President Obama’s Executive Action on Guns
President Obama has taken important action toward stemming the tide of gun death in America. As he rightly noted on Tuesday, far too many innocent people suffer predictable and preventable injury and death because of products that are unregulated and readily available.
And as a result, we’ve come to a point in the U.S. gun debate, much like we did in earlier generations with cars and cigarettes, where the common good and public safety have become urgent political issues. For this reason, President Obama’s executive action is highly encouraging, because it sends a message that, while the right to bear arms remains indelible and respected for many responsible Americans, it’s become far too easy for people with histories of criminality, domestic abuse, severe mental illness, and even persons on the no-fly list to obtain lethal weapons.
The executive orders that the president announced will make it more difficult for dangerous people to get guns. Among other interventions, the order clarifies the definition of engaged in the business—a term used to determine which sellers are required to obtain federal firearms licenses. This clarification will help law enforcement and prosecutors do what the gun lobby and gun rights proponents have been arguing for: enforce our current gun laws. Tightening this definition will lead to more prosecutions and more convictions, and will stop shady gun sellers from selling guns without background checks.
The president also clarified the definition of a high-volume gun dealer. He took this action because small numbers of private gun dealers have been pouring tens of thousands of firearms into the market each year through direct sales, gun shows, and the internet. To this point these interactions have not required background checks, even though the guns exchanged are responsible for an exceedingly highrate of U.S. gun trafficking and gun crime.
And perhaps most important, these and other actions will expand the types of transactions that require point-of-sale background checks for firearms. Many pro-N.R.A. politicians and pundits wrongly assert that background checks represent the over-reach of a Democratic “gun-control cult” and that expanding the use of the checks “won’t stop terrorists.”

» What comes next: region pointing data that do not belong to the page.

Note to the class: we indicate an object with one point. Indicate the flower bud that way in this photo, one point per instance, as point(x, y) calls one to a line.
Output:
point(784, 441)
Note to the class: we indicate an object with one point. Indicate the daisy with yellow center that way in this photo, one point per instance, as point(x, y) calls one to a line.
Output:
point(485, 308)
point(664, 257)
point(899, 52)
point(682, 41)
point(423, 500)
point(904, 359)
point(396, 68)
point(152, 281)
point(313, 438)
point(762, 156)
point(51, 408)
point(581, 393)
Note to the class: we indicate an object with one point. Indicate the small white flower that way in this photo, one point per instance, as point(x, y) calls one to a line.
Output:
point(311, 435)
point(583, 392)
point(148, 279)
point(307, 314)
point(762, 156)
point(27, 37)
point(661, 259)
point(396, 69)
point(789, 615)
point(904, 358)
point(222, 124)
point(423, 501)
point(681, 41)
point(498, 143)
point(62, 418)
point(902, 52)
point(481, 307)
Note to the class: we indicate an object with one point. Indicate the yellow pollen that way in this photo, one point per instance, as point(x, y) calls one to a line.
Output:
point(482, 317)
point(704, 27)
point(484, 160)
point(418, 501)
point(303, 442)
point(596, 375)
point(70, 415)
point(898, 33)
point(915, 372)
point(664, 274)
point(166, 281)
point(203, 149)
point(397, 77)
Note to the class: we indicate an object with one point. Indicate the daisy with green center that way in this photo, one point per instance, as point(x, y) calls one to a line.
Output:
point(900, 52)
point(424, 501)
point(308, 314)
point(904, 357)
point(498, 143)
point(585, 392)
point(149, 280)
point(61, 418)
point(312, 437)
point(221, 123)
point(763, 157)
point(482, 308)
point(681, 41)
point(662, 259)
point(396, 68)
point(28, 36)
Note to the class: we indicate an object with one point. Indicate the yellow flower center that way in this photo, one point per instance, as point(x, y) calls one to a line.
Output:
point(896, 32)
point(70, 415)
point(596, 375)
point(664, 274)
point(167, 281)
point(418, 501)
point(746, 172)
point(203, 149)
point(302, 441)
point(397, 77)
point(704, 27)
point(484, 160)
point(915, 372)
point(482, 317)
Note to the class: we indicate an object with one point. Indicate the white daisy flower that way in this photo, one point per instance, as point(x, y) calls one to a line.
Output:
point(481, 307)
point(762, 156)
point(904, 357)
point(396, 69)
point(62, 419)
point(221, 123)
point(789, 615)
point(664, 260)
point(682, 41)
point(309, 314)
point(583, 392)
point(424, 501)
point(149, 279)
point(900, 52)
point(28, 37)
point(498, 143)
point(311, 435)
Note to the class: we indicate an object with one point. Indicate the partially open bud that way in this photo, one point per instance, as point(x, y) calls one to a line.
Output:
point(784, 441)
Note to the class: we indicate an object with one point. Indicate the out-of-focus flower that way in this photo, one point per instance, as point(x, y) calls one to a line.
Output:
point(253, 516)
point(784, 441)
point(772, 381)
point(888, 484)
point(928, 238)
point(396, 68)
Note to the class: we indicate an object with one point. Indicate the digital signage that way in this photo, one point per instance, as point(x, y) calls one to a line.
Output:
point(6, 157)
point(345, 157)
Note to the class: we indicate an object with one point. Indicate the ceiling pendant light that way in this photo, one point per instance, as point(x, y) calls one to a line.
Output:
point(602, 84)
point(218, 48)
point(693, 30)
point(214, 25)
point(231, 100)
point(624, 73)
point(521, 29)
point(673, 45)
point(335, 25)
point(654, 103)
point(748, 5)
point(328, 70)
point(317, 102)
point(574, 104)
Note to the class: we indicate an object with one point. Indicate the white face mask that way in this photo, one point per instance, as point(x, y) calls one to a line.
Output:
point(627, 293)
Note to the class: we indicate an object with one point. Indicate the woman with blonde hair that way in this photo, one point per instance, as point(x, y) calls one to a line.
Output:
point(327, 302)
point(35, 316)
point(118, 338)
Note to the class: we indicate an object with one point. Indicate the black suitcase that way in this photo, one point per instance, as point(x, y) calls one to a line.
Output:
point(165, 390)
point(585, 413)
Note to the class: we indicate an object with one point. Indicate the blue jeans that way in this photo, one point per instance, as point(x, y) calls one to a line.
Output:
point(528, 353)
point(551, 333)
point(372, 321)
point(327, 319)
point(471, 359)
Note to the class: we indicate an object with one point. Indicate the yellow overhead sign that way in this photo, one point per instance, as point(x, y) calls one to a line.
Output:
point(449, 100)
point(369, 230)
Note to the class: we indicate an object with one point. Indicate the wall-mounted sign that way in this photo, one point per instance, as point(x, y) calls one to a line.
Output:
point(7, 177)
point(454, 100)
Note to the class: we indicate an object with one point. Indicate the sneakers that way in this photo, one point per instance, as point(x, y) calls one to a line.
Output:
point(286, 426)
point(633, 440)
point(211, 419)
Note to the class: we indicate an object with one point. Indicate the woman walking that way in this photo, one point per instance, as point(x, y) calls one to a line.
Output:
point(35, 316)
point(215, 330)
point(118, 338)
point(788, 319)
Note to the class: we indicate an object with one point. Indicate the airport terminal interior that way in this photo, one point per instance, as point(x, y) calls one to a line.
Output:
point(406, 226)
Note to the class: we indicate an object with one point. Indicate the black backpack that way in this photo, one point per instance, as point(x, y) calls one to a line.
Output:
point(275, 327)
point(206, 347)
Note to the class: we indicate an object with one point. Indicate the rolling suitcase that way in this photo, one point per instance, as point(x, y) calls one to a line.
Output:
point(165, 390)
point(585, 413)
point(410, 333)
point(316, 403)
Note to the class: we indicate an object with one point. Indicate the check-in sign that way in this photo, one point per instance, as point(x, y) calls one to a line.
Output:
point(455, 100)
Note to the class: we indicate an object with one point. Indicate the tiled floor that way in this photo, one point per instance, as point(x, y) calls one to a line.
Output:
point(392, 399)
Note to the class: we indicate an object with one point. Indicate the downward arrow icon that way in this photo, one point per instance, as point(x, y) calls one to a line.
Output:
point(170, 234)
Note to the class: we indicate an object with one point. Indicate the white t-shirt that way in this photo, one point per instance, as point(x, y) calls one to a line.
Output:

But such claims are highly deceptive. In fact, the background check system stems from the shooting of President Reagan, and was first mandated during a GOP administration as part of the Brady Handgun Violence Prevention Act of 1993. In their current format background checks generally take only a few minutes to complete, and screen for persons whose names appear in federal and state criminal databases. They thus limit gun sales to, for instance, persons who have been indicted or convicted of felonies or have been subject to restraining orders. For these reasons, background checks may or may not impede terrorists—they were not designed as such—but they are undoubtedly effective in stemming the tide of everyday gun violence that kills 33,000 Americans per year. Indeed, data suggests that states that expand background checks see upwards of 40 percent fewer police shot on the job and women shot by their intimate partners, as well as gun suicides, than states that do not. Experts also believe that expanding and strengthening the background check system will lead to fewermass shootings.
None of these orders will in any way hinder the rights of responsible citizens, the so-called good guys, to purchase as many guns as they wish, or of responsible gun dealers to sell them. Instead, the action will result in more oversight of the oft-hidden economies through which bad guys obtain firearms and use them to commit assaults, robberies, and other crimes. Moreover, the actions will help stem the tide of our national epidemic of gun suicides.
As has been widely noted, the executive orders stop short of measures that the president sought after the mass shooting three years ago, and leave a number of loopholes in place as a result. Yet by taking action now, President Obama ultimately takes aim at a larger target: the learned helplessness surrounding gun crime in America. Over 100,000 Americans died because of gun crime over the past decade. And while no one on any side of the contentious gun debate wishes for such tragedy, we’ve been (wrongly) told time and again that our country is too hopelessly divided and polarized to take action. Perhaps, though, what we’ve most needed to break the deadlock, and the cycles of trauma and tragedy and counterproductive blame to which we’ve become far-too-accustomed, is a bold first-step.